4. KLINISCHE GEGEVENS
4.1 Therapeutische indicaties
Jentadueto is geïndiceerd voor gebruik bij volwassenen met diabetes mellitus type 2 als aanvulling op dieet en lichaamsbeweging om de glykemische controle te verbeteren:
- bij patiënten die onvoldoende gereguleerd zijn met hun maximaal verdraagbare dosis van metformine alleen
- in combinatie met andere geneesmiddelen voor de behandeling van diabetes, waaronder insuline, bij patiënten die onvoldoende gereguleerd zijn met metformine en deze geneesmiddelen
- bij patiënten die al behandeld worden met de combinatie van linagliptine en metformine als aparte tabletten
(zie rubrieken 4.4, 4.5 en 5.1 voor de beschikbare gegevens over verschillende combinaties).
4.2 Dosering en wijze van toediening
Dosering
Volwassenen met een normale nierfunctie (GFR ≥ 90 ml/min)
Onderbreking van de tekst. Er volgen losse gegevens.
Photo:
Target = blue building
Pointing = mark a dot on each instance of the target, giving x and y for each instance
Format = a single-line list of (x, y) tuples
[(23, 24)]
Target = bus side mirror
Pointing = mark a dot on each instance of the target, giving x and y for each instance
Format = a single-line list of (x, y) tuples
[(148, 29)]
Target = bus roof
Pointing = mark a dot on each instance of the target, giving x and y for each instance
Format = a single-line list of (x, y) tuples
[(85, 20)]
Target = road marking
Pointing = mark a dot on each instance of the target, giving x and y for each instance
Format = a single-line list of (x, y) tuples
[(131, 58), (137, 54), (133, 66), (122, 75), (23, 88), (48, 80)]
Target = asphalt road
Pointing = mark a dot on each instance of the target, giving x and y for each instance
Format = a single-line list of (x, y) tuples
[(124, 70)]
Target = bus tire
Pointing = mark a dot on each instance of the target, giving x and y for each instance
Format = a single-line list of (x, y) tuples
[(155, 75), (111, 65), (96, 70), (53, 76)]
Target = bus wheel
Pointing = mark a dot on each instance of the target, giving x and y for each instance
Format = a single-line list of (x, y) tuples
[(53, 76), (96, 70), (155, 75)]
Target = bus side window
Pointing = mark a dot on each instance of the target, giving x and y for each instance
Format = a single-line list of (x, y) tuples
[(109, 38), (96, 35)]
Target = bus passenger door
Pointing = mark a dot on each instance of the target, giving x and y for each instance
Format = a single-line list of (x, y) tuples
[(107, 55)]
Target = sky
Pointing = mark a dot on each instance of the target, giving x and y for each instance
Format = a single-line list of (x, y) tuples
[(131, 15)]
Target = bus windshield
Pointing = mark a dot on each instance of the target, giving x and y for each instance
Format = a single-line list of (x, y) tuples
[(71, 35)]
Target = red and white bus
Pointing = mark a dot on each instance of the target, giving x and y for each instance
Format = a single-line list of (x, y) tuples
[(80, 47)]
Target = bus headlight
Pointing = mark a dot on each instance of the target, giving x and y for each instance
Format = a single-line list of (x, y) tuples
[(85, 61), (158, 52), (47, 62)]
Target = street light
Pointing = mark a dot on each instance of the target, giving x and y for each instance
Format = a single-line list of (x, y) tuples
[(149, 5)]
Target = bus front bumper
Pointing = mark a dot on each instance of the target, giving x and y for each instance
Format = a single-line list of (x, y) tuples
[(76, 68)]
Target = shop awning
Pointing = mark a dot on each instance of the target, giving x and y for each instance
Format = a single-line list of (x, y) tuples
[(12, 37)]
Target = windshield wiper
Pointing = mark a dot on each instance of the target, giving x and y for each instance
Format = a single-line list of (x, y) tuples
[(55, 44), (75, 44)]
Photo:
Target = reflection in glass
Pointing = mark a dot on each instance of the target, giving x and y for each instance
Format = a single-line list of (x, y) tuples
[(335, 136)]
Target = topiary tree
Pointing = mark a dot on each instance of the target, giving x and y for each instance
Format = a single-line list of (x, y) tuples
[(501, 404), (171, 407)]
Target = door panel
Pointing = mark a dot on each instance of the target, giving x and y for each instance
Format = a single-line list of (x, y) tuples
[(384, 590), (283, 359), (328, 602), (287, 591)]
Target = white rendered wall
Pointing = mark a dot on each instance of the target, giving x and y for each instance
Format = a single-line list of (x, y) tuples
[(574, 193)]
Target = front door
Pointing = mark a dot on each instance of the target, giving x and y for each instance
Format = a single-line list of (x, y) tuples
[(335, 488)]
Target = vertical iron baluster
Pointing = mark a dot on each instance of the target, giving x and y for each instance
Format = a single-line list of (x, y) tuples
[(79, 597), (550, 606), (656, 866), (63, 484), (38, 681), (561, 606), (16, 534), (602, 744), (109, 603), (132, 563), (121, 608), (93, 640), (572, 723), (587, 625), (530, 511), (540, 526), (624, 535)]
De dosering van bloedglucoseverlagende therapie met Jentadueto moet individueel worden ingesteld op basis van het huidige medicatieschema van de patiënt, de werkzaamheid en de verdraagbaarheid, waarbij de aanbevolen maximale dagelijkse dosis van 5 mg linagliptine plus 2.000 mg metforminehydrochloride niet mag worden overschreden.
Patiënten die onvoldoende gereguleerd zijn met de maximaal verdraagbare dosis van metformine als monotherapie
Voor patiënten die onvoldoende gereguleerd zijn met metformine alleen, is de gebruikelijke aanvangsdosering van Jentadueto tweemaal daags 2,5 mg linagliptine (5 mg totale dagelijkse dosis) plus de dosis metformine die de patiënt al gebruikt.
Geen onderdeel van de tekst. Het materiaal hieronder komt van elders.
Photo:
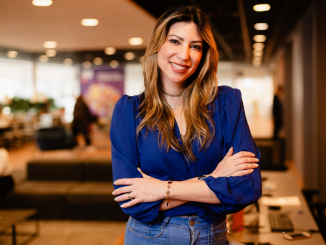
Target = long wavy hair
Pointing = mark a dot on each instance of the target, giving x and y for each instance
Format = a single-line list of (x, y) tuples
[(200, 87)]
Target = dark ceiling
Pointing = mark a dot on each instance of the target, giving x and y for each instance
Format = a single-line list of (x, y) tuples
[(233, 22)]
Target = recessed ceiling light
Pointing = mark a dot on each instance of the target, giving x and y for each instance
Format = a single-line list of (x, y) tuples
[(12, 54), (98, 61), (135, 41), (259, 38), (42, 3), (109, 50), (257, 52), (50, 44), (261, 26), (114, 64), (43, 58), (87, 64), (262, 7), (129, 56), (51, 52), (89, 22), (68, 62), (257, 58), (256, 62), (258, 46)]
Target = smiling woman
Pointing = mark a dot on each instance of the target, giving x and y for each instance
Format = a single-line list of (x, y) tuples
[(182, 153)]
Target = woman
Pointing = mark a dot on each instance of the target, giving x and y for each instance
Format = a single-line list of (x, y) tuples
[(182, 153)]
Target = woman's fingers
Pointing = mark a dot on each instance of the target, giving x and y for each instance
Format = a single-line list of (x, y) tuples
[(144, 175), (242, 172), (242, 154)]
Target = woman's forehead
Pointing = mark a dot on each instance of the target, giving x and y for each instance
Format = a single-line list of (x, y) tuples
[(187, 31)]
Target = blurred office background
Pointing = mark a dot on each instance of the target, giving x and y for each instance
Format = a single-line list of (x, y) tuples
[(51, 52)]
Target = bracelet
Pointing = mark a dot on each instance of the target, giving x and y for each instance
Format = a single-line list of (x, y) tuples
[(202, 177), (168, 193)]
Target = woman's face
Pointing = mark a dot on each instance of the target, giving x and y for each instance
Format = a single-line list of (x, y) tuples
[(180, 54)]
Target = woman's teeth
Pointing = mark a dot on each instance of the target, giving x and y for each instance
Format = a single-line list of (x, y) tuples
[(177, 66)]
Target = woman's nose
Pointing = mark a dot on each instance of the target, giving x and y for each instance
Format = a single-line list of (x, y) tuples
[(183, 53)]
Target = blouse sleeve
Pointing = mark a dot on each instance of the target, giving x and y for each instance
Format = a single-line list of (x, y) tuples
[(125, 157), (235, 193)]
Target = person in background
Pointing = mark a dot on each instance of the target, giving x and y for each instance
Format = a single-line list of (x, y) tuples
[(182, 153), (6, 180), (82, 120), (278, 111)]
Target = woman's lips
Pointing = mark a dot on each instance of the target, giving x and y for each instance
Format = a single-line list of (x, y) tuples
[(179, 68)]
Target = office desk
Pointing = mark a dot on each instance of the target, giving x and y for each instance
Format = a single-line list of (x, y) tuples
[(300, 216)]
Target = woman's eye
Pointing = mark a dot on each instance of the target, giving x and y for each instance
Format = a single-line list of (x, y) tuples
[(196, 47), (174, 41)]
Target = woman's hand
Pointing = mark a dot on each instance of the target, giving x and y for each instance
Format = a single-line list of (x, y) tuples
[(146, 189), (239, 164)]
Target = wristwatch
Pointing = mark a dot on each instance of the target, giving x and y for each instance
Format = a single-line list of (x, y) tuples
[(202, 177)]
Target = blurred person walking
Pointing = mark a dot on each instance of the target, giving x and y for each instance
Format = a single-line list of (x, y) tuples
[(278, 111), (82, 120), (6, 180)]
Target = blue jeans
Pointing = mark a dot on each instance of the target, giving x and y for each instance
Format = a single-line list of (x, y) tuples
[(179, 230)]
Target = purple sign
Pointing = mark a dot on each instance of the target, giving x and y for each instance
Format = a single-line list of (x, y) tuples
[(101, 88)]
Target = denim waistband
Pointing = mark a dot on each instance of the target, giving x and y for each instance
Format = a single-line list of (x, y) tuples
[(186, 222)]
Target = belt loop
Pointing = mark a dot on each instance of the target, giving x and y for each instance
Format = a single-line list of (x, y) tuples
[(165, 221)]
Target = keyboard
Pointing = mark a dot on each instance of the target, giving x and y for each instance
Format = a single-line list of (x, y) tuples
[(280, 222)]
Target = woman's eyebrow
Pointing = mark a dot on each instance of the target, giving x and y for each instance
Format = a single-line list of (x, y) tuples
[(195, 41)]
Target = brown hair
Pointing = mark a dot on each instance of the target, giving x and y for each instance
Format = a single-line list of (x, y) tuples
[(200, 91)]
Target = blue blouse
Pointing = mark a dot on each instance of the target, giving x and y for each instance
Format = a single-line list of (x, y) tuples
[(231, 130)]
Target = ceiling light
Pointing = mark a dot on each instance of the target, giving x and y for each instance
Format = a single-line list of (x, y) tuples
[(114, 64), (261, 26), (256, 62), (43, 58), (257, 58), (259, 38), (87, 64), (12, 54), (262, 7), (109, 50), (51, 52), (50, 44), (42, 3), (135, 41), (98, 61), (258, 46), (89, 22), (130, 56), (257, 52), (68, 62)]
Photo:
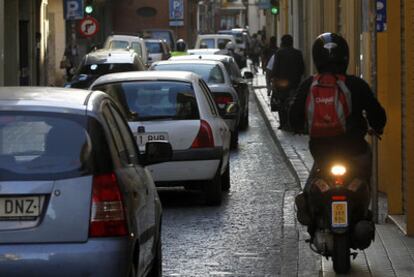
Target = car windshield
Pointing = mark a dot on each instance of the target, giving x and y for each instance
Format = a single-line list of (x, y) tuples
[(154, 47), (42, 145), (211, 73), (152, 100), (118, 44), (105, 68)]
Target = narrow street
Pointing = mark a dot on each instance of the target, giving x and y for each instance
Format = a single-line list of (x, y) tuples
[(253, 232)]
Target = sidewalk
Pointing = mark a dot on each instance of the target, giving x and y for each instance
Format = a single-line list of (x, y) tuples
[(391, 254)]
Patiënten die overstappen van linagliptine en metformine als aparte tabletten
Bij patiënten die overstappen van linagliptine en metformine als aparte tabletten, dient Jentadueto te worden gestart met dezelfde doses linagliptine en metformine die de patiënt al gebruikt.
Patiënten die onvoldoende gereguleerd zijn met een tweevoudige combinatiebehandeling met de maximaal verdraagbare dosis van metformine en een sulfonylureumderivaat
De dosis Jentadueto dient te bestaan uit tweemaal daags 2,5 mg linagliptine (totale dagelijkse dosis 5 mg) en een dosis metformine die vergelijkbaar is met de dosis die al wordt genomen. Als linagliptine plus metforminehydrochloride wordt gebruikt in combinatie met een sulfonylureumderivaat, kan het nodig zijn om de dosis van het sulfonylureumderivaat te verlagen om de kans op hypoglykemie te verminderen (zie rubriek 4.4).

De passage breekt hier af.